Hut site, Baurearagh, Co. Kerry
Co. Kerry |
Settlement Sites
In the bogland of Baurearagh in south-west Kerry, a small circle of stones protrudes just enough above the waterlogged ground to suggest that something deliberate once stood here.
The remains form a circular hut site roughly 2.7 metres in diameter, its drystone walls, built without mortar by stacking and fitting stones together, now reduced to a height of around 0.3 metres, with the lower courses half-swallowed by the bog and the upper courses collapsed around them. At the south-east section of the wall, a single upright slab still stands, measuring 0.8 metres high and 1.2 metres long, holding its position while the rest of the structure has given way to time and wet ground.

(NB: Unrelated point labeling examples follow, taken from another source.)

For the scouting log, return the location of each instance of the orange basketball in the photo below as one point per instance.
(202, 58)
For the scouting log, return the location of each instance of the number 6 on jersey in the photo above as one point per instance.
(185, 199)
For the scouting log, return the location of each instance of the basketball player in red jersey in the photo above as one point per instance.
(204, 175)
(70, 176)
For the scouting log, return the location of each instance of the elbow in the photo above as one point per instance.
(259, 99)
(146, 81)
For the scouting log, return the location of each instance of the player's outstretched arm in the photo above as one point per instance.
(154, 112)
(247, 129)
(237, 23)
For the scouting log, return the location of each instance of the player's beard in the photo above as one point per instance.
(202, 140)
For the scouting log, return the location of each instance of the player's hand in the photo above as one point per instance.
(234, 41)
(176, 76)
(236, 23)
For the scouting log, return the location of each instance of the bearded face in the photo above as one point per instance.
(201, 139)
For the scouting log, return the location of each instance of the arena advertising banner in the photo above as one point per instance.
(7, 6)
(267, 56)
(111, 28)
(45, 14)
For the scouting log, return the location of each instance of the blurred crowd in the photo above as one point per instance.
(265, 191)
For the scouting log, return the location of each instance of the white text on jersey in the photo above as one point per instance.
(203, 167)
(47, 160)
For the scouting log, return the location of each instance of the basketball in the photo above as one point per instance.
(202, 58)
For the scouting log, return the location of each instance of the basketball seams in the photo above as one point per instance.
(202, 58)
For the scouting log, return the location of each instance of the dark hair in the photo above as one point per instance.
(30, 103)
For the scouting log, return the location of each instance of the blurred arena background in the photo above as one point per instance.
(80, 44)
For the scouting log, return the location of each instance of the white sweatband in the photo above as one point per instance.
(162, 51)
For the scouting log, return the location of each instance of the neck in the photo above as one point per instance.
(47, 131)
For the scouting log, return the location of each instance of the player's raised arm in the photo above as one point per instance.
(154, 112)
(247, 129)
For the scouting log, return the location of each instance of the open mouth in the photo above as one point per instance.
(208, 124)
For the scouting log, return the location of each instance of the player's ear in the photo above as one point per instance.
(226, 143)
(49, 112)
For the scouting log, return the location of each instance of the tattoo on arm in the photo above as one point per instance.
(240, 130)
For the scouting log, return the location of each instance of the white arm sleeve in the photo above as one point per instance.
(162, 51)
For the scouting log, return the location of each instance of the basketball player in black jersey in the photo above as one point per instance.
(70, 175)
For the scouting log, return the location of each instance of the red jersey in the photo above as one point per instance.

The hut sits within the south-east sector of a wider enclosure, suggesting it was not a solitary structure but part of a more organised use of this landscape. Circular drystone hut sites of this kind are found across Kerry and the broader western seaboard, often associated with seasonal farming activity, the keeping of livestock on upland or marginal ground during summer months, or earlier permanent settlement. The bog itself is as much a part of the story as the stones; what was once workable or at least habitable ground has gradually been claimed by accumulating peat, which, while obscuring the archaeology, has also helped preserve what little remains above the surface.